Destruida así la resistencia moral, queda libre y expedito el camino para que se imponga esa cultura y uno viva sólo con autorización del Estado. Extra Status salus non est. No obstante, la implantación del aborto como «solución» avanza a buen ritmo, siendo además un buen negocio que el proabortista PPSOE no va a tocar. Respecto de la eutanasia, están en ello porque todavía a mucha gente le repugnan casos como el de las sedaciones irregulares del «doctor» Montes (parece mentira que habiendo sido juzgado y condenado, a ese señor no se le retirara la licencia). Y ni siquiera películas (lluvia fina) como Mar adentro han conseguido el efecto deseado, porque se ha recordado oportunamente que el nacional-socialismo operó de la misma forma en 1938 cuando quiso que la población aceptara sin chistar que a los locos, a los inválidos y a los ancianos se les pudiera administrar la inyección letal. Pero ya en Andalucía se ha aprobado una Ley de bien morir, y en Cataluña andamos con lo del testamento vital.

¿Y ahora? Hay más toques de atención, y los responsables se cortan menos a la hora de hablar. Desde Christine Lagarde, la directora del FMI tras la vergonzosa salida de Paul Wolfowitz… pasando ya por un mandatario de Gobierno nacional. Concretamente, un bestia de primer ministro japonés, que se ha dirigido a los ancianos de su país para decirles (non sic):«Dense prisa en morir, que son muchos y nos cuestan muy caro». Cuesta creer que esto se haya podido decir en un país cuyo modelo de crecimiento económico descansó tantos años en la consideración de la empresa como una familia. Cuesta más creer que a ese señor nadie le haya montado una moción de censura y le hayan descabalgado sin más. O que, siguiendo su tradición secular, no le hayan mandado una katana a su casa por conducto oficial y el correspondiente encargo.

La cascada, nuevamente, llega a España. Ya tenían a los ancianos agarrados por donde no suena con una pensión de mierda (a sus viudas con el 55% de esa pensión: poco más de media mierda) y había que dar una vuelta de tuerca. Dicen que hay que recaudar. Por eso ahora se van dejando de ofrecer servicios médicos (o se prestan, pero con el correspondiente facturón) y se van retirando medicamentos (de 400 en 400) de la Seguridad Social. Es una solución perfecta: con esas pensiones, el pensionista ha de elegir entre poder medicarse o poder comer (ya se ha dado algún caso). Elija lo que elija, el anciano muere y el Estado ya no tiene que cubrirle. Por si faltara algo, resulta que ahora las compañías de seguros médicos ya le dicen confianzudamente a uno: «¡Qué caro nos está costando!, ¿eh?» (si los peces gordos ya no se cortan en decirlo, ¿por qué iban a hacerlo las compañías de seguros médicos?), como sé que le ocurrió a una amiga de la familia respecto de su padre, enfermo terminal de cáncer.

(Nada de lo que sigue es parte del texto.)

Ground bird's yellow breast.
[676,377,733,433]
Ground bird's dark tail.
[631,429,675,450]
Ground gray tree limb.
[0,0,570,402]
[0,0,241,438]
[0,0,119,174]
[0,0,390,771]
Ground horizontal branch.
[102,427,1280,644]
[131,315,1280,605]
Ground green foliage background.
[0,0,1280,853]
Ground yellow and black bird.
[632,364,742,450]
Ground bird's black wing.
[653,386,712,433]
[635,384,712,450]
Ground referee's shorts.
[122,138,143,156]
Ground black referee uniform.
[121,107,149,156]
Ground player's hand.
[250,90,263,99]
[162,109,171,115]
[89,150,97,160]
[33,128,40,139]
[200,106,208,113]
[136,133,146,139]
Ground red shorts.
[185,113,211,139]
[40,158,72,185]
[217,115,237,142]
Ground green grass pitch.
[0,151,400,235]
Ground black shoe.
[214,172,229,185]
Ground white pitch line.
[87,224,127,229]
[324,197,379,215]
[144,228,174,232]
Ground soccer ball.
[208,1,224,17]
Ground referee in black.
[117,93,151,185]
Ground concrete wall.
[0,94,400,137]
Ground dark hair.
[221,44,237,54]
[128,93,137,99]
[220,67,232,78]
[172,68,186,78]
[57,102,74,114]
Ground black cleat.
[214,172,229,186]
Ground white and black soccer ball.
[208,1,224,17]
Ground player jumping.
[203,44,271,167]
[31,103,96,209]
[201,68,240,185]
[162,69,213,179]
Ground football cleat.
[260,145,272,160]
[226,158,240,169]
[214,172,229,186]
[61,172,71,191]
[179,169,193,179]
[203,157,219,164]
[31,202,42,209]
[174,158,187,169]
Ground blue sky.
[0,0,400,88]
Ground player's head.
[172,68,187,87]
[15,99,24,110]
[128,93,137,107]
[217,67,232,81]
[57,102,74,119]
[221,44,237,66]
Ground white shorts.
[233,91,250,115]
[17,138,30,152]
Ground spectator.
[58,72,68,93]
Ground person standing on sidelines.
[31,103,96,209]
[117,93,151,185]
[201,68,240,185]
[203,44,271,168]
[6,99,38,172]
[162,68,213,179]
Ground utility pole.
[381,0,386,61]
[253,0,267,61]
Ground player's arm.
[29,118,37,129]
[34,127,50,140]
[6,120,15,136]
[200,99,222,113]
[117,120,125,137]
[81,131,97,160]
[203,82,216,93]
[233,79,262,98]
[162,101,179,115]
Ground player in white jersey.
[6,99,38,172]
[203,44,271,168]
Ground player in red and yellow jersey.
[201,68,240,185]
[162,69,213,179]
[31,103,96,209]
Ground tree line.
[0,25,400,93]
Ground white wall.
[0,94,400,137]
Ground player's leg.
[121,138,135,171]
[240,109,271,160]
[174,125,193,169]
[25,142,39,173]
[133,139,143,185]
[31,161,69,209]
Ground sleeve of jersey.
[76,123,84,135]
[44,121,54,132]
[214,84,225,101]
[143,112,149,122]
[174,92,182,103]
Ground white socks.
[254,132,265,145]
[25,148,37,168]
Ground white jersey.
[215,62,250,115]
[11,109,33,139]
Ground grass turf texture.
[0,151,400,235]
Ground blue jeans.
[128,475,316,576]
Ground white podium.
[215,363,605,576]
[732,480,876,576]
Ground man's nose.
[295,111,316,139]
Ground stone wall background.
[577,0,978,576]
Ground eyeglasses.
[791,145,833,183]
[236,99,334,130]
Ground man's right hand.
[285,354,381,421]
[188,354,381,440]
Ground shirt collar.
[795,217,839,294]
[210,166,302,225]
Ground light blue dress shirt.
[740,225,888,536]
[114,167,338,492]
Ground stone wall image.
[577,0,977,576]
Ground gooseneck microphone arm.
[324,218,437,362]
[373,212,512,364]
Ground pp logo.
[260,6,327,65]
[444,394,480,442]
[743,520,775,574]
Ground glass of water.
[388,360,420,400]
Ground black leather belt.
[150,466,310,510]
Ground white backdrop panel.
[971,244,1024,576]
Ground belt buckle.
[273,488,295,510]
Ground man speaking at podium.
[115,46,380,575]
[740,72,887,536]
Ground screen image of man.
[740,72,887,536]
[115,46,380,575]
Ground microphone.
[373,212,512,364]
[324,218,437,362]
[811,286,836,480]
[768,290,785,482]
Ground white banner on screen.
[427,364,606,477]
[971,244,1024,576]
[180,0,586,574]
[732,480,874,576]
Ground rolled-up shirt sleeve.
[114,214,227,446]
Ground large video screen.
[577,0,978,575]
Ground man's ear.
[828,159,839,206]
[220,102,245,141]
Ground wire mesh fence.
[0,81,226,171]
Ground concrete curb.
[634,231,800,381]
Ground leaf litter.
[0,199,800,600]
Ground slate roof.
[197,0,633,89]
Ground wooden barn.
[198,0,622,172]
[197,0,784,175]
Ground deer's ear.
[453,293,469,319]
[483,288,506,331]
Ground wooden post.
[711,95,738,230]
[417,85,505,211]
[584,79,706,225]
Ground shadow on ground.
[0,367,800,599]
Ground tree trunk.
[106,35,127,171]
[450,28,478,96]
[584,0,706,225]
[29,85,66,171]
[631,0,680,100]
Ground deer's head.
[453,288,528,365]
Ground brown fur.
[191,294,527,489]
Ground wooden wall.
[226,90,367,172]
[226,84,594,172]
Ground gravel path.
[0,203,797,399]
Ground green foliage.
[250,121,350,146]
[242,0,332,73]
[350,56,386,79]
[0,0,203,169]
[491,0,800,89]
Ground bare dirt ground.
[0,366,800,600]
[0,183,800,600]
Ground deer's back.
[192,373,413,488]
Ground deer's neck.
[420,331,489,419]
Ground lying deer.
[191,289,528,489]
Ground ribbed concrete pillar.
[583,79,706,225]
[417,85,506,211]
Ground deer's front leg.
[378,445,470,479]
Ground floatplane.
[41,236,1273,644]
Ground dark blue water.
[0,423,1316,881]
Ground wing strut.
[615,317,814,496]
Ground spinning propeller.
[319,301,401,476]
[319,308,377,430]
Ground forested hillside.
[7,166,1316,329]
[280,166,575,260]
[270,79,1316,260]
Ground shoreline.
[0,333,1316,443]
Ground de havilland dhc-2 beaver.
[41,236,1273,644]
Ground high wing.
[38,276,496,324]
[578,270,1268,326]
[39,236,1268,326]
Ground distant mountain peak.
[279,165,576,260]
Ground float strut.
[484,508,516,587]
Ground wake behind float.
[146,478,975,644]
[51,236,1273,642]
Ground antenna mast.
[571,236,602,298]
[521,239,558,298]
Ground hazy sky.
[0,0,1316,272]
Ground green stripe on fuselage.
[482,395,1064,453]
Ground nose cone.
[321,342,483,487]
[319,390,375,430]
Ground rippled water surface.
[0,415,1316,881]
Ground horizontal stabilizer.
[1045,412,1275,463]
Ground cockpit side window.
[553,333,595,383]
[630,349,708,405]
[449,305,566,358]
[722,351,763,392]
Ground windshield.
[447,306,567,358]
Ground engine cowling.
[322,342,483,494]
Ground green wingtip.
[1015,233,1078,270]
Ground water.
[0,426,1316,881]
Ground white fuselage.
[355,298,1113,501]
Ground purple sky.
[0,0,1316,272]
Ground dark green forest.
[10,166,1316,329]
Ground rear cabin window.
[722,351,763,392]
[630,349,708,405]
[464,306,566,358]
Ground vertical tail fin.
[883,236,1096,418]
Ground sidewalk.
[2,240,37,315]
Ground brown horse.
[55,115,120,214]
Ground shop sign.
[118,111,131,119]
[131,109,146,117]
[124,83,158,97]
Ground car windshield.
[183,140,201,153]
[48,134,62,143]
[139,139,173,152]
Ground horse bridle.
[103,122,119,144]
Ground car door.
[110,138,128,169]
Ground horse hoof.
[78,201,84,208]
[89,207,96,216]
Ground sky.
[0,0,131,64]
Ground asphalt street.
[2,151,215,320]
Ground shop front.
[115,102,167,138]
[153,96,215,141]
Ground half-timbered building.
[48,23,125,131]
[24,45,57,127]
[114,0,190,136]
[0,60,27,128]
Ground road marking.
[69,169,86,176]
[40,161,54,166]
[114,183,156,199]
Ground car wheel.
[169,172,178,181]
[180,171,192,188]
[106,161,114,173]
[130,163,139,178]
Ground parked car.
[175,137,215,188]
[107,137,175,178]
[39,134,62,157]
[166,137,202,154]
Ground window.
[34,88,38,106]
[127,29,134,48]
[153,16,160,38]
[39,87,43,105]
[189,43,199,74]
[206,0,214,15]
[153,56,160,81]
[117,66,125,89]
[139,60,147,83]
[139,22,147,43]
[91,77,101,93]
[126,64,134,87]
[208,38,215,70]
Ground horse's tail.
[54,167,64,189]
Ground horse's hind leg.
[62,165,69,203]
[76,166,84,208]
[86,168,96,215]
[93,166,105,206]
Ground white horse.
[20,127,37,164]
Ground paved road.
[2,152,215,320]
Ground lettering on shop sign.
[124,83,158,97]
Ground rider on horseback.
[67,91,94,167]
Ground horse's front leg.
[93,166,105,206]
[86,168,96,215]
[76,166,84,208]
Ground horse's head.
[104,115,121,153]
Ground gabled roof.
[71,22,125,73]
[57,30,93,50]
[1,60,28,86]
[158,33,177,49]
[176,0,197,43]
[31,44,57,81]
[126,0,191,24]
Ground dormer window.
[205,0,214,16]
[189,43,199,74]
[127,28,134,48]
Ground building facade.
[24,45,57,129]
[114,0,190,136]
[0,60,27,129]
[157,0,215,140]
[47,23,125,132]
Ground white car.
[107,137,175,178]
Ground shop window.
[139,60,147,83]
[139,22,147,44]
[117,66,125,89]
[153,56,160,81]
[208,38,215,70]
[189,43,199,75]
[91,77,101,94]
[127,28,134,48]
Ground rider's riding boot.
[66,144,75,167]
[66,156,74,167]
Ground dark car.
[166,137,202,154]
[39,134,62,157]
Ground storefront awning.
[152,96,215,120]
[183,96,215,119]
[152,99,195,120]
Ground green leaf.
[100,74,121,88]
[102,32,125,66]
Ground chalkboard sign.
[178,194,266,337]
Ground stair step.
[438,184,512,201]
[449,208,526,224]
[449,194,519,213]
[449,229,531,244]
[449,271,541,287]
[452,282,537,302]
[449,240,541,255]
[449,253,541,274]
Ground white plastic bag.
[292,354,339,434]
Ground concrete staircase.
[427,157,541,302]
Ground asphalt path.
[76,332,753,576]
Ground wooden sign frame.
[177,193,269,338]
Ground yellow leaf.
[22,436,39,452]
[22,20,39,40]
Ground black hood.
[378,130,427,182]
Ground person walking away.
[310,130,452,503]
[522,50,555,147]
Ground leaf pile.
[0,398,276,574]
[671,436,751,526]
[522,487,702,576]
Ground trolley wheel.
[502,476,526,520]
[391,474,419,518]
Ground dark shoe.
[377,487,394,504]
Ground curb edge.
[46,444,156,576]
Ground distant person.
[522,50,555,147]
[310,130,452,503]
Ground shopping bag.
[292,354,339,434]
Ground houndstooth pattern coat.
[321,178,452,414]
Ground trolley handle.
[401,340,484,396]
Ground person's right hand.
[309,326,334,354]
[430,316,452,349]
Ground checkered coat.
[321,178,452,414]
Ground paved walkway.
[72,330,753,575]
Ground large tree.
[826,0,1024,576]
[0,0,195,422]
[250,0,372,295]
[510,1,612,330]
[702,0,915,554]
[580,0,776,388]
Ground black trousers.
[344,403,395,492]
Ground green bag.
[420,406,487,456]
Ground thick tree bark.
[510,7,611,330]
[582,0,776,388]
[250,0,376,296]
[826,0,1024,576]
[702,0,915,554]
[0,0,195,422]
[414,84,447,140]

Y conste que estoy de acuerdo con ella: al delegado o representante que le soltó esa barbaridad había para arrancarle los ojos.

Ante todo este panorama, que tiene algunas derivadas muy negativas (objeto de un próximo post), se preguntarán ustedes «qué podemos hacer» (no se pregunten «qué nos va a ocurrir»: eso sería señal de que se han rendido). Tengo una respuesta:

Primero fueron a por los no nacidos,
Pero yo no protesté porque no era mujer ni iba a ser padre.

Luego fueron a por los ancianos,
Pero yo no protesté porque no era anciano ni tenía uno a cargo.

Luego fueron a por los locos y los inválidos,
Pero yo no protesté porque no era ninguna de las dos cosas ni tenía uno a cargo.

Luego fueron a por los cristianos, porque defendían la vida y la dignidad del ser humano,
Pero yo no protesté porque no era cristiano.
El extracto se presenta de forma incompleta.